Improved VPC Networking for AWS Lambda

  • This is huge for Lambda. It allows devs to create “serverless” apps [1], with relational databases, without 10+ second cold-start times. In the article, they measure it as 988ms.

    I have tried building an API using API Gateway <-> Lambda, but had to choose between using DynamoDB to store data (no-SQL, so challenging to query) or suffering unacceptably long response times whenever a request happens to cause a cold-start. Theoretically, this problem is now going away!

    [1] https://serverless-stack.com

  • AWS announced this enhancement at 2018 re:Invent. It was slated for "sometime in 2019". I was excited, and I'm impressed that they released the feature well ahead of the end of the year (and before the next conference, which would obviously raise a few questions)

  • This has been a /major/ sore point for Lambda use, amazing they fixed it, and always great to see they've documented the intense engineering requirements involved to make it happen.

    AWS is a beautiful mix of business and technology, it's very rare to see such a large engineering-driven organization managing to balance customer friendliness. I'm an unashamed fanboy

  • This solves one part of the cold start problem. Starting the container and loading the image on to it is still going to cause some latency.

  • Wow! That's great. Cold starts are no longer a show stopper! Rust powered APIs running on AWS .. It sounds really exciting

  • This is great news, but I'm bummed they didn't bundle the NAT gateway with this service. In a typical function that calls out to get data from a service and reads/writes from a DB in a VPC, that requires the somewhat painful configuration of a NAT gateway and dedicated subnets, as well as a $36/month bill for the NAT gateway service.

    There are some workarounds that using multiple lambdas, but they have their own gotchas.

    Still, hooray, this is good news. The Data API is great for Serverless Aurora, but I can't use that with BI tools.

  • This is a great improvement for Lambda users, much reduced cold start times!

  • Iconoclast view ahead (change my mind please):

    AWS does tons of stuff around VPCs....I feel like they really want me to use them (or their customers really want to use them), but I just don't see why.

    I just run RDS on the internet. I don't have to muck with the complexity or cost of NATs or peering or Lambda slow start or any other weird networking issues.

    I know it's "public", but that seems irrelevant in the era of cloud services. This isn't any different than, say, how Firebase or a million other services run. Should I be concerned that my Firebase apps are insecure because someone isn't overlaying a 10.* network on them?

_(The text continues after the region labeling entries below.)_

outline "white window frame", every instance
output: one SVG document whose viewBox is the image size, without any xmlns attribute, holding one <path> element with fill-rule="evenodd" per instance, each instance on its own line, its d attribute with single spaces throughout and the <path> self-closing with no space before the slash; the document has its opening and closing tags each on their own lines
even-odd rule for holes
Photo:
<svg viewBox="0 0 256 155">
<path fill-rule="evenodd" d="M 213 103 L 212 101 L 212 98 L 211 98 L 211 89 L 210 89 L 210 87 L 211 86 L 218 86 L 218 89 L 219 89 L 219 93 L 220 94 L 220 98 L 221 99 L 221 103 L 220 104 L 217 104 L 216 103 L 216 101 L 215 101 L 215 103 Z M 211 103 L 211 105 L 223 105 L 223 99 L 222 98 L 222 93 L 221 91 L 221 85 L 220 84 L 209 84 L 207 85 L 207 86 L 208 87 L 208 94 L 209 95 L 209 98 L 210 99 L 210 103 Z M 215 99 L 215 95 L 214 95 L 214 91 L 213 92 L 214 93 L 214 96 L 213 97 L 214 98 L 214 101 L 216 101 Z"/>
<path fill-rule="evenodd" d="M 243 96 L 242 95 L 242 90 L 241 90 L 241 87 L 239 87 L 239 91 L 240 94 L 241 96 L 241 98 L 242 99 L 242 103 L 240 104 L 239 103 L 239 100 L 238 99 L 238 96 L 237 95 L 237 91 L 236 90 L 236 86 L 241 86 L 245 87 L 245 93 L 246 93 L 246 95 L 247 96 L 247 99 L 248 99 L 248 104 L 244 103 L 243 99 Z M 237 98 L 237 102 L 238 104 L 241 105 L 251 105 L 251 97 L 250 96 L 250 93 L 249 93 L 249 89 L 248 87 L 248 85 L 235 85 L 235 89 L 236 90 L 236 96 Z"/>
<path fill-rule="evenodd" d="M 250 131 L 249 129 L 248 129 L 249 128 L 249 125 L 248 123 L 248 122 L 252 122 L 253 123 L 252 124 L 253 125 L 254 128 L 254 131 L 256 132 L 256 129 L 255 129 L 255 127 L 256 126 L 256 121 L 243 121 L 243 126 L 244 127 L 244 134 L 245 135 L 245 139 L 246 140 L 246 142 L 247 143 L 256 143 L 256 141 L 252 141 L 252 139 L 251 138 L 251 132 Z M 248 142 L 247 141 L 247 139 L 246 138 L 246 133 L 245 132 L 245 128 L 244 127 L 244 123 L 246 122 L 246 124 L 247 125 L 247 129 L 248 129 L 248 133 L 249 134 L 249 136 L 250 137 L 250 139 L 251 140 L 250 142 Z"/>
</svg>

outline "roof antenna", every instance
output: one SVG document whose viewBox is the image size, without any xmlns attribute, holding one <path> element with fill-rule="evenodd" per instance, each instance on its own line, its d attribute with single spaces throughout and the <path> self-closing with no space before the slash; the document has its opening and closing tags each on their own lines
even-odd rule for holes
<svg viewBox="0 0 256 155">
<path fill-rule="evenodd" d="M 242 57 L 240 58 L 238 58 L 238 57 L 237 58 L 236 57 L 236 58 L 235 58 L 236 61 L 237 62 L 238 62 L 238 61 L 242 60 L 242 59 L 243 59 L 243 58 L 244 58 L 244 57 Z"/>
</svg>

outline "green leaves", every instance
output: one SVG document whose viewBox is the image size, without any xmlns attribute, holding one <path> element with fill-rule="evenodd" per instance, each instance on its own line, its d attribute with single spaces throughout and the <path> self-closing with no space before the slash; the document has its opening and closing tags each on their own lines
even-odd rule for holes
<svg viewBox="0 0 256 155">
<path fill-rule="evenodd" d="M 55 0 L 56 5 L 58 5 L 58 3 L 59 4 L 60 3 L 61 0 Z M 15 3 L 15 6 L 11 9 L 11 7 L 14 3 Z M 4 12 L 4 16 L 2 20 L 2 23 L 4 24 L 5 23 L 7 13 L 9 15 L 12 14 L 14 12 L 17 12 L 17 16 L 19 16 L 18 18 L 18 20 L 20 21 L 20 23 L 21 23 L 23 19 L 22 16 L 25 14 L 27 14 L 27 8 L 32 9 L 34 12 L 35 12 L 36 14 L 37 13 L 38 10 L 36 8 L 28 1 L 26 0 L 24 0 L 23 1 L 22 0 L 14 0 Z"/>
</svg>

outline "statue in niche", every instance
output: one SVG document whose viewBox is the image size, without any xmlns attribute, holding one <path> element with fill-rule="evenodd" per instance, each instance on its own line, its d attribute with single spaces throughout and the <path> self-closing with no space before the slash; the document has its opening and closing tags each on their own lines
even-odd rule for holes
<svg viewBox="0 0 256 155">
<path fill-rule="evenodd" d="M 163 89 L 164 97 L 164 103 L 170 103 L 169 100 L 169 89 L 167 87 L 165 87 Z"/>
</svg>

    EDIT: I should clarify that I understand the legitimacy of security groups, especially for technologies that weren't meant to operate outside a firewall. But that's mostly a different subject; AWS had security groups years before VPCs and subnets and NATs.

  • I dont understand why people use AWS Lambda. Here in France, people use PHP with docker and it works just fine. Another scam from amazon?